Strain: What is the Difference Between h/a and h/R?

[m00npirate]

In class we discussed a force exerted on a soft ball against a rigid surface. We were told that the strain (of the order: we are doing dimensional analysis) h/a where h is the height difference from the undeformed ball, and a is the radius of the circle intersection of the ball with the surface. However, on wikipedia it says that strain is the "measure of how much a given displacement differs locally from a rigid-body displacement." Wouldn't this be h/R (Radius of the undeformed ball.) Can someone give a more clear definition of strain?
Thank you in advance.

 

[PhanthomJay]

Be careful using Wiki ...its explanations tend to be quite complex.
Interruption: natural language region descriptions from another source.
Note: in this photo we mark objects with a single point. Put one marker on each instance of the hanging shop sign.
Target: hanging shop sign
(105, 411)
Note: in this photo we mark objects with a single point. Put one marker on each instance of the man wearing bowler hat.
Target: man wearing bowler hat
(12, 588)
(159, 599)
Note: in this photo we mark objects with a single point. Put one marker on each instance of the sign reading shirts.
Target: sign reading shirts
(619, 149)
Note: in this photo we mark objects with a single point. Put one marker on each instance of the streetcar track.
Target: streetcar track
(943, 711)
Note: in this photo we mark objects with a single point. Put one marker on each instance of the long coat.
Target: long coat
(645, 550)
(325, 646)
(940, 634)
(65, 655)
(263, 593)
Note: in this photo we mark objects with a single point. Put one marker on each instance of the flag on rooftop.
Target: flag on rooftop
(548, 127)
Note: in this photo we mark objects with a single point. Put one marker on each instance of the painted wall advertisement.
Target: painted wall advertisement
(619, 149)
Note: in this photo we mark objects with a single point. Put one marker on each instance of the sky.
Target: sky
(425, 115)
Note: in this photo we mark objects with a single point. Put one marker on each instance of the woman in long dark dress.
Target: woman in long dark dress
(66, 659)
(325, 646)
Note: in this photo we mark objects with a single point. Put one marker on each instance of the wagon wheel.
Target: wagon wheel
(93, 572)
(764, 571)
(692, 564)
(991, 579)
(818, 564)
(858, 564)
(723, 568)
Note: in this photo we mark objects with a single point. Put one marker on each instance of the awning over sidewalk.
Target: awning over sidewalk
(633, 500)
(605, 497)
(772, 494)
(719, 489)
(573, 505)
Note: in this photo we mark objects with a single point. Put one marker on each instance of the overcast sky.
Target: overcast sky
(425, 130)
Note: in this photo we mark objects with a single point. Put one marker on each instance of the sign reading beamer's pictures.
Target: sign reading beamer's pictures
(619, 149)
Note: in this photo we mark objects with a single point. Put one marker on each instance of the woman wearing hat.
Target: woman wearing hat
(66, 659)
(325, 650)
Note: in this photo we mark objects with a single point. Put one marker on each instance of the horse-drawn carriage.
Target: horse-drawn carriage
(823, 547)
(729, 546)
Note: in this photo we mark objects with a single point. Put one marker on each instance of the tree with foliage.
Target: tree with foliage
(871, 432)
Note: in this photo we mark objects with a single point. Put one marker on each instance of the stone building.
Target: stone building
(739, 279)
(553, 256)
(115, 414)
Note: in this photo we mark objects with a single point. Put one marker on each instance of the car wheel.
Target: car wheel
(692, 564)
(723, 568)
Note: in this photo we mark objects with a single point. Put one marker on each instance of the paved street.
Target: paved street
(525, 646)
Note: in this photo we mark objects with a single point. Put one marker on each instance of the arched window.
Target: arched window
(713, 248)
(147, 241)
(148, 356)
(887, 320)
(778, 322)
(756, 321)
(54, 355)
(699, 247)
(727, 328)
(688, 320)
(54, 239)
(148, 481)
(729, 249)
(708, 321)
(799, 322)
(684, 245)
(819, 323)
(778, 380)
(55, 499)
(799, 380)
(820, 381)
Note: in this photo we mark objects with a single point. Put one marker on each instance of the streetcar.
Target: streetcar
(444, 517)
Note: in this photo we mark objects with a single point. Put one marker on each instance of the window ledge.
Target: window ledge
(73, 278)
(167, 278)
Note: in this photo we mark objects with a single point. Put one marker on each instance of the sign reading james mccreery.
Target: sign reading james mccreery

But the ball/rigid surface example of strain is also not a good start point for understanding strain, because it involves 3 dimensional deformations. Instead, consider strain as the amount of deformation per unit length. Take a rubber band about 10 cm long and stretch it 2 cm so that it is now 12 cm long. The deformation, or stretch, is 2 cm, and the strain is 2 cm/10 cm = 0.2, a dimensionless quantity.

 

[m00npirate]

how does one go about finding the strain for more complex objects? My professor pretty much just told us it was h/a with little explanation.

For example in 2 dimensions compressing a soft triangular sheet against a rigid surface (on its point). Isn't the strain again just Δheight/height? Why is it different in different shapes?
For 2D and 3D is it ΔArea/Area and ΔV/V?

 

[Subductionzon]

The triangle is more complex than a rubber band which has strain in one direction only (of course in the real world it is a bit more complicated than that). Not only does it get shorter, but it will also get wider. So you have two different strains in two different dimensions.